Reviews

Rose

Olympia Dukakis in Rose
Olympia Dukakis in Rose

In the case of Martin Sherman’s new play Rose, Gertrude Stein’s oft-repeated phrase “A rose is a rose is a rose” is patently untrue. The character of Rose, as played by Olympia Dukakis in this flamboyantly static one-person show, is a woman who embodies within her lifetime the hue and cry of the century just past. We meet this 80-year old survivor as she’s sitting shiva on a bench. She doesn’t physically rise from that bench until the play is over, but emotions sweep across the stage and over the audience with the tidal wave of her testimony. Her life story is bracketed by the story of a young girl’s shocking murder; both tales define our time and challenge our humanity.

Rose is a Jew, born in the Ukraine. In the course of her eight decades she has survived the Warsaw uprising against the Nazis, sailed on the Exodus to Palestine, thrived in Atlantic City (and, later, Miami Beach), and outlived her husbands, grieving for what was lost and for what might never be learned. Rose is not a creator of history, she is the result of history, an example of the debris of humankind that floats on history’s roiling surface. Rose was compelled to make life-making (or breaking) decisions based on the appeal of a man’s hairless chest, a man begging her to jump off a train, a gunshot she did not see. These and other moments were the turning points of her life; they form the crux of Rose’s narrative.

Sherman is no stranger to the Holocaust and its victims. But, in Rose, the author of Bent takes a broader view of the central horror of the 20th century. In fact, he is so intent upon creating a larger canvas here that he virtually skips over the concentration camps, content to make his points about loss and despair with just a few sharply described moments of the Warsaw uprising. Then the war is over and Rose–like so many others–attempts to put her life back together. In the process, Sherman gives us a heroic tragedy of heartbreaking simplicity. The heroism comes from a life fully led, filled with love, fear, sacrifice, sadness, rueful errors, headstrong choices, and principled decisions.

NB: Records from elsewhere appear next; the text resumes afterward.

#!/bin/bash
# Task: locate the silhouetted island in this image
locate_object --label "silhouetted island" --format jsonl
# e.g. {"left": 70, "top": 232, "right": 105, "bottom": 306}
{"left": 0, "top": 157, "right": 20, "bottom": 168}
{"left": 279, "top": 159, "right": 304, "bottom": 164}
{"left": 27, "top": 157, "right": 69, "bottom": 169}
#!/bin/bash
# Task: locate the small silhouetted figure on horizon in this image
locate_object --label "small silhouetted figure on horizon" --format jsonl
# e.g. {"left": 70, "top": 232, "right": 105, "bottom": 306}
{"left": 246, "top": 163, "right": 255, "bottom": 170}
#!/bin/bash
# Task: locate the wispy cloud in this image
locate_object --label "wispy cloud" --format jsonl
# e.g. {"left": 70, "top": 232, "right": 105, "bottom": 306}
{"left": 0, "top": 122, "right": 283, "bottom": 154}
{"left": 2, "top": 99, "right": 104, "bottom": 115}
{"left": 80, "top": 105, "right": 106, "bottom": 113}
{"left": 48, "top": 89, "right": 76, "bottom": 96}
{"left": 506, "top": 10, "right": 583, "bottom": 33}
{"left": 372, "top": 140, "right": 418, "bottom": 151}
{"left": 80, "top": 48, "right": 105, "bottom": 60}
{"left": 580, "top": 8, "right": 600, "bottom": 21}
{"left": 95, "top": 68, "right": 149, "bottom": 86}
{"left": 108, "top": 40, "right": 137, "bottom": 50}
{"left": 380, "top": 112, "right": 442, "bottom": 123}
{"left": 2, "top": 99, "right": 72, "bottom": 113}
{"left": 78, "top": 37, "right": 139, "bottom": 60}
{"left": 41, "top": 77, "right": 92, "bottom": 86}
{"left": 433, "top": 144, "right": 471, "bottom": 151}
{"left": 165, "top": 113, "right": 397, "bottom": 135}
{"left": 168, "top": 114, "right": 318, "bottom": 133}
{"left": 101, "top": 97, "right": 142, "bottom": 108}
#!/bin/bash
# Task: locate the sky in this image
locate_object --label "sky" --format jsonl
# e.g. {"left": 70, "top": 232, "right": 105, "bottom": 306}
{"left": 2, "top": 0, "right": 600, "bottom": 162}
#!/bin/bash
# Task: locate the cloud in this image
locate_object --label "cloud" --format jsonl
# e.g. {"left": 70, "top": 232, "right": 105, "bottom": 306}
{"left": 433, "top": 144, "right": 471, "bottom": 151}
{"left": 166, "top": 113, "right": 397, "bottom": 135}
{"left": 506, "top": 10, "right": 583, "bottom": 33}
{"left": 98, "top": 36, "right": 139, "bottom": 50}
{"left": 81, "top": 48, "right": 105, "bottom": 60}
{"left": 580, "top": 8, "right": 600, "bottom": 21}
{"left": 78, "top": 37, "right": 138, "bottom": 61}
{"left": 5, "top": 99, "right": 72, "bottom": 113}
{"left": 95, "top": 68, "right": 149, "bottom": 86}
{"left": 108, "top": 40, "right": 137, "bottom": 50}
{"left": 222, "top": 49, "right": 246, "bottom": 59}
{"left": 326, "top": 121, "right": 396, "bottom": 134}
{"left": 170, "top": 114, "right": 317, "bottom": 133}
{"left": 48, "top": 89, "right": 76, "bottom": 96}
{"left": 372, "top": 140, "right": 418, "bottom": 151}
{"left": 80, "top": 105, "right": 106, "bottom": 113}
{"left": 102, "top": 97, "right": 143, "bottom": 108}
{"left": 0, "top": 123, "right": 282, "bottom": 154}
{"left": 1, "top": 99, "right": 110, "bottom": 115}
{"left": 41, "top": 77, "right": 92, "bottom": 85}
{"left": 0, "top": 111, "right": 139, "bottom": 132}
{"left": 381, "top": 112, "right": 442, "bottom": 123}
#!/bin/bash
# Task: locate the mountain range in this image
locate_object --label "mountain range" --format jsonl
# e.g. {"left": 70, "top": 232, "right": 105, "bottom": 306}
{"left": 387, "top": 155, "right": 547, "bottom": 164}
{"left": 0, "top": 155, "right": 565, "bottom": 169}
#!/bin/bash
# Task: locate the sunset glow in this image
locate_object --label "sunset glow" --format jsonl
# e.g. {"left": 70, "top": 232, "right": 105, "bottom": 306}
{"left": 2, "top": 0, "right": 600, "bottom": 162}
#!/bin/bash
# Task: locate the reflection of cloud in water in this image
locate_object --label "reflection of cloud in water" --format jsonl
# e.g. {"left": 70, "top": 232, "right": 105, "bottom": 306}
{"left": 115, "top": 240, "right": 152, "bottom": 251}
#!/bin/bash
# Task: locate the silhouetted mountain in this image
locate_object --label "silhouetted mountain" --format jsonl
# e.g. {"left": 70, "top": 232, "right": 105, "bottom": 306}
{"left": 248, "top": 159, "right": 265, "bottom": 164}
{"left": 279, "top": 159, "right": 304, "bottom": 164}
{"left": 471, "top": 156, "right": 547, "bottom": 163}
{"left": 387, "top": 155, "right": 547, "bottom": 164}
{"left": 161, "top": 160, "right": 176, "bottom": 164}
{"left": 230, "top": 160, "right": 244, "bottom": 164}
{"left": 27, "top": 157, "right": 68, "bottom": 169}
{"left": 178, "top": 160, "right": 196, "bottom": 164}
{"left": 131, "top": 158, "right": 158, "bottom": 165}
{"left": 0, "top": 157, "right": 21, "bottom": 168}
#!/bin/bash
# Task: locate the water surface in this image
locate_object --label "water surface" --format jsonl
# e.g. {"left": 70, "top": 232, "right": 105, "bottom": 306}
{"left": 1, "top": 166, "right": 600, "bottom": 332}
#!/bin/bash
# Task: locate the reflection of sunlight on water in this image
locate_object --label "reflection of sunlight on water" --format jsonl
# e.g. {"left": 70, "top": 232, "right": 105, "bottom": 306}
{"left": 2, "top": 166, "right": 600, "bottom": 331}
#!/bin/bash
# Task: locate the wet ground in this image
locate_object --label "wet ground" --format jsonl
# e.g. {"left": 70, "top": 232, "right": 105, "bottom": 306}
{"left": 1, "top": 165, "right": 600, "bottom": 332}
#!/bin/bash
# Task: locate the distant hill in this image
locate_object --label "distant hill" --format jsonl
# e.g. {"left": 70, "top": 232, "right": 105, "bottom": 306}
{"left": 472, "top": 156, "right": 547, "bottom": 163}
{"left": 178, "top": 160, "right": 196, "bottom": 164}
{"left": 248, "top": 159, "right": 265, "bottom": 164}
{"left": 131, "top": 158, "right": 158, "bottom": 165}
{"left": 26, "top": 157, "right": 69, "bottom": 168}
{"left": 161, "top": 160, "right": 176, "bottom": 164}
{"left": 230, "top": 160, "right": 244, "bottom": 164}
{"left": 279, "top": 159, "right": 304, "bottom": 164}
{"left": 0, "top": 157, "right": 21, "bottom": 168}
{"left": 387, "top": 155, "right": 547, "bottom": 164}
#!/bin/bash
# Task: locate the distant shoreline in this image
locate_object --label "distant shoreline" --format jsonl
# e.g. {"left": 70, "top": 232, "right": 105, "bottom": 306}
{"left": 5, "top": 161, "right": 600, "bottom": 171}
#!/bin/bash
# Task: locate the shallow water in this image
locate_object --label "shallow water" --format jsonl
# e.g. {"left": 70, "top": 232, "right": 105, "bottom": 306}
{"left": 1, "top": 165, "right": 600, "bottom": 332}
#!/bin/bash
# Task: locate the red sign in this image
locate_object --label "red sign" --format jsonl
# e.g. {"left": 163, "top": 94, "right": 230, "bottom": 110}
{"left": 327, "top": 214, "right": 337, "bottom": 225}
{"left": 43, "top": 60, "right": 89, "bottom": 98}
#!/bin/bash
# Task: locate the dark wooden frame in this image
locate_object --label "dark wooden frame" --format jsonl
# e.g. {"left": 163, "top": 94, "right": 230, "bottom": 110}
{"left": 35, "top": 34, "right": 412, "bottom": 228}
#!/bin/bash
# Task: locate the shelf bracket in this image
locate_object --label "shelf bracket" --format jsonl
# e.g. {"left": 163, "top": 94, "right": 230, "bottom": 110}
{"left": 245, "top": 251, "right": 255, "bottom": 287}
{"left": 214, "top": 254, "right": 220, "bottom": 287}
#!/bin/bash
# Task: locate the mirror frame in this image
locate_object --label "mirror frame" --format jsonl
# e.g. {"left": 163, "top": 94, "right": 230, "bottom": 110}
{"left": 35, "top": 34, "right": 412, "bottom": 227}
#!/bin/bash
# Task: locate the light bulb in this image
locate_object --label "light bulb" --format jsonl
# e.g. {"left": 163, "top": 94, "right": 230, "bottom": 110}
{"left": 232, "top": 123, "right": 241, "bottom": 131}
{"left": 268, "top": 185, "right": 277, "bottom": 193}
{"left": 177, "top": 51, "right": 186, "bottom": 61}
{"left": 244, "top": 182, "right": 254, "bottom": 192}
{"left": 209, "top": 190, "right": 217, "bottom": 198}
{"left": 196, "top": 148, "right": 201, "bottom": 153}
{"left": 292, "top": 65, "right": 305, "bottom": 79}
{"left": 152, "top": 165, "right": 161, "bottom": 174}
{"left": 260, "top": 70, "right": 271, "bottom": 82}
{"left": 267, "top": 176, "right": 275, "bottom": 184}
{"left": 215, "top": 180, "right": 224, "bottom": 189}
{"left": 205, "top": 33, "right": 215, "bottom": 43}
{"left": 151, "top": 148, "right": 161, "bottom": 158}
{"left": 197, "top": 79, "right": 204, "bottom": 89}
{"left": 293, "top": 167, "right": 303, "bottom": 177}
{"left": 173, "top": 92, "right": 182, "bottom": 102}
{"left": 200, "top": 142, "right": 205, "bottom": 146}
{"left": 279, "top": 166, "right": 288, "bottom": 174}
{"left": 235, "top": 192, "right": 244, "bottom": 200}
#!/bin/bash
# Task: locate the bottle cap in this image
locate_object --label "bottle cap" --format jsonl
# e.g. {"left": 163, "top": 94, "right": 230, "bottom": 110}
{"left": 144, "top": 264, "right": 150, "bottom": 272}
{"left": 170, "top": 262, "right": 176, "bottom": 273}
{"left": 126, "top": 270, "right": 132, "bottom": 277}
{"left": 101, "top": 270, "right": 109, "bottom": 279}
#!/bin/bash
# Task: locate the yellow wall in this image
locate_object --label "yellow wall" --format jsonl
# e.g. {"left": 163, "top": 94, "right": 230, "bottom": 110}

In the person of Olympia Dukakis, Rose comes to vivid life. Despite the physical constraints placed upon her by the script and Nancy Meckler’s tight direction, Dukakis gives a richly detailed performance. In the relative intimacy of the Lyceum Theatre, she blazes with an undeniable intensity. When she raises her arm, her hand giving us the vaguest insinuation of a pistol, the effect is shattering. When she stares at the audience with grief lining her face, you almost have to turn away in shame. And when she tells us the darkly comic events of her life, her eyes sparkle like black diamonds. But she never gets up.

Some will understandably complain that this lack of movement has a deadening effect upon the play. That’s only true if you don’t give yourself over to Rose’s drama. Again, she is sitting shiva, the Jewish way of grieving for the beloved dead, so it’s thematically imperative that she remain seated throughout the performance. Nor does Dukakis pretend to be a child, a young woman, or any other version of herself (or other people she’s met) in the course of the play. She is always the 80-year-old Rose, telling us her story.

There is a sameness in this approach; but rather than creating a forced theatricality by having Dukakis morph into other characters, Rose–and the play named after her–retain their integrity. In the end, the play asks us to retain ours, as well.